Other assumptions that should be considered when deriving control processes for well integrity at the operate stage include: - The effect on annular pressure management in the event a field goes into compression should also be considered. This change in operating conditions could effectively be no different, in terms of impact, to changing a wells status. There are certainly worldwide examples of wells imploding upon undergoing compression. - Compaction, especially in a carbonate environment, should be considered. Extending production past the original field development scope could have a significant effect on overlying formation strength, and therefore subsequent well integrity. This does depend on the EOR technique adopted (if applicable), but should be considered regardless.
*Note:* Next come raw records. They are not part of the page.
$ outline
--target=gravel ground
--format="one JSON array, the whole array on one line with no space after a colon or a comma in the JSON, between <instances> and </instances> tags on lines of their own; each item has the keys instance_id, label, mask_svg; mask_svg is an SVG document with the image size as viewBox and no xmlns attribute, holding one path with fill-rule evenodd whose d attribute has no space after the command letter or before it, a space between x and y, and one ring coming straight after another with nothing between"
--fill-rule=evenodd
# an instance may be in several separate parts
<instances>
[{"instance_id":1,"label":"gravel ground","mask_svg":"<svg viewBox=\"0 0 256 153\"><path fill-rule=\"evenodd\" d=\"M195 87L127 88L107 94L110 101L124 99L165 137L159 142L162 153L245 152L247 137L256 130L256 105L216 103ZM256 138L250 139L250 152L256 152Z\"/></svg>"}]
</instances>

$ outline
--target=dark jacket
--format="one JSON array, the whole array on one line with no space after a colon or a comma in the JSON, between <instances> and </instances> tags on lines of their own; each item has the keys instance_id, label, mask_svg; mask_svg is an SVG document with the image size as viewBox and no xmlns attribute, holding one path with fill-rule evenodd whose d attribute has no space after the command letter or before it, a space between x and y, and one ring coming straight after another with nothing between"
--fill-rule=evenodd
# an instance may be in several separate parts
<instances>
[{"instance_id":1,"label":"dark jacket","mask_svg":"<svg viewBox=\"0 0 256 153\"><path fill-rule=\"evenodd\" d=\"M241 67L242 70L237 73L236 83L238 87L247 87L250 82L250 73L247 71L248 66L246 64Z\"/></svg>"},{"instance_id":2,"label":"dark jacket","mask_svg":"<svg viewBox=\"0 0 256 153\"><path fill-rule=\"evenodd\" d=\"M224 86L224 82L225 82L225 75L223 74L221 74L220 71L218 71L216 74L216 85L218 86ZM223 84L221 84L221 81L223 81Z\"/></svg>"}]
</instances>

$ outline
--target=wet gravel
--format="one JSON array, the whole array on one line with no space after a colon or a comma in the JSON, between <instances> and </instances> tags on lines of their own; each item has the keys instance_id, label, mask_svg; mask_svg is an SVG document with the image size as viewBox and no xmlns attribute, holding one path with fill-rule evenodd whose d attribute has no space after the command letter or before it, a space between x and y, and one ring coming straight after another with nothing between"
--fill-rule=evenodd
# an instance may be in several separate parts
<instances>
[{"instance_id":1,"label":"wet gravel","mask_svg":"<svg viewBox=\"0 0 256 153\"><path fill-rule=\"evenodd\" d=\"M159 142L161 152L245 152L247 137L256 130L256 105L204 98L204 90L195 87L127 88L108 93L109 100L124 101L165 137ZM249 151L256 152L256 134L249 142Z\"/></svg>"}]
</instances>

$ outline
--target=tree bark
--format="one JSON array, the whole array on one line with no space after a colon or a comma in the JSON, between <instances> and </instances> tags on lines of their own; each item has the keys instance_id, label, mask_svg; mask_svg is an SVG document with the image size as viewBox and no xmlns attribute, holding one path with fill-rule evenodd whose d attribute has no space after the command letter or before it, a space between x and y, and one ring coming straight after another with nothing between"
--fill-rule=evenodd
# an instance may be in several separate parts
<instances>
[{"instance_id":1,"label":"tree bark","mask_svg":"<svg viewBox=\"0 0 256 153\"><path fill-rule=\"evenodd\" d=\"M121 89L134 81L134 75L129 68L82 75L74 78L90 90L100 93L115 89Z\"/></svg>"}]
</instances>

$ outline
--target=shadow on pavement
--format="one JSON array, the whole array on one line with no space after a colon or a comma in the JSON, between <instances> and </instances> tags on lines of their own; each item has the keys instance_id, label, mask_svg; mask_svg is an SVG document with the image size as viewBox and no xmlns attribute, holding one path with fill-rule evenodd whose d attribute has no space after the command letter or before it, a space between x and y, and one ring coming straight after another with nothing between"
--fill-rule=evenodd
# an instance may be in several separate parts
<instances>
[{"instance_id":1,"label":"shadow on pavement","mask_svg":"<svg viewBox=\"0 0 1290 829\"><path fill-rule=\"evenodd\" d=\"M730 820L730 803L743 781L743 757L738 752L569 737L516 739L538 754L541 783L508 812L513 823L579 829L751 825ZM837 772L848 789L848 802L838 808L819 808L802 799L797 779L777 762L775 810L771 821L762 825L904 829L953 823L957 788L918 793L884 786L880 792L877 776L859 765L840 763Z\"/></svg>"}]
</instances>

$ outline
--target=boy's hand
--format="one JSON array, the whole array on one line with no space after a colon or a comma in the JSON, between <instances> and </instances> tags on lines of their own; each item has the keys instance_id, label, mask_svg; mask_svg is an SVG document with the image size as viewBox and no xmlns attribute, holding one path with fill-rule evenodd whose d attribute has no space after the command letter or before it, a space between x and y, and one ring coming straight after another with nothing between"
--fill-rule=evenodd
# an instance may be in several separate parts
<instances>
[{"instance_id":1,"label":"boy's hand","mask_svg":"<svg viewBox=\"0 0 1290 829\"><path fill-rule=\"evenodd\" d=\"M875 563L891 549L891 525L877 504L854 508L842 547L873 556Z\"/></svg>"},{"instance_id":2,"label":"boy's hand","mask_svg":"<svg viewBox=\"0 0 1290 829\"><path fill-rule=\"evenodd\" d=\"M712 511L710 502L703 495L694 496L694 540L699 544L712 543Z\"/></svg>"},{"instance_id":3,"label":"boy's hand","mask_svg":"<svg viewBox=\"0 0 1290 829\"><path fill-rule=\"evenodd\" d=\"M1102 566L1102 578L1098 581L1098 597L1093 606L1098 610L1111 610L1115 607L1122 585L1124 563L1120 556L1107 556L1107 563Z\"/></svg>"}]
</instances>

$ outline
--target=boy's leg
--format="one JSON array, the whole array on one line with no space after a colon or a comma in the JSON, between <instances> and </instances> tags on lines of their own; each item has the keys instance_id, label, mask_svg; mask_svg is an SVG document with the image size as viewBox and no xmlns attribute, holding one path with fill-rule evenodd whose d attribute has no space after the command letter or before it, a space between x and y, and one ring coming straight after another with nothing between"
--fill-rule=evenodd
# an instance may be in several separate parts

Abandon: This is without doubt generally the most overlooked stage of a wells life-cycle. Most Field Development Plans (FDP s) are required to address an end-of-field strategy, which should include abandonment. Abandonment is however often left as to be confirmed within the scope of most FDP s. As the focus and profile of well integrity increases statutory authorities are likely to be less inclined to accept this. Appropriate abandonment strategies will probably become more of a requirement before production licenses are granted in future, in many more countries throughout the world. Abandon Stage Well Integrity Control Processes - The possible recovery of hydrocarbon bearing formations to virgin pressure should be considered as a given in developing an abandonment strategy, unless it can be categorically proven otherwise. - The deterioration of some components of the well over time, post-abandonment, may be very difficult to quantify, but must somehow be accounted for. Again, setting control processes with sound reasoning, competent engineering judgement, and ensuring assumptions are implicit, should ensure that generally it is accepted that, where best practice is adhered to, the principle of reducing risk to as low as reasonably practicable has been adhered to.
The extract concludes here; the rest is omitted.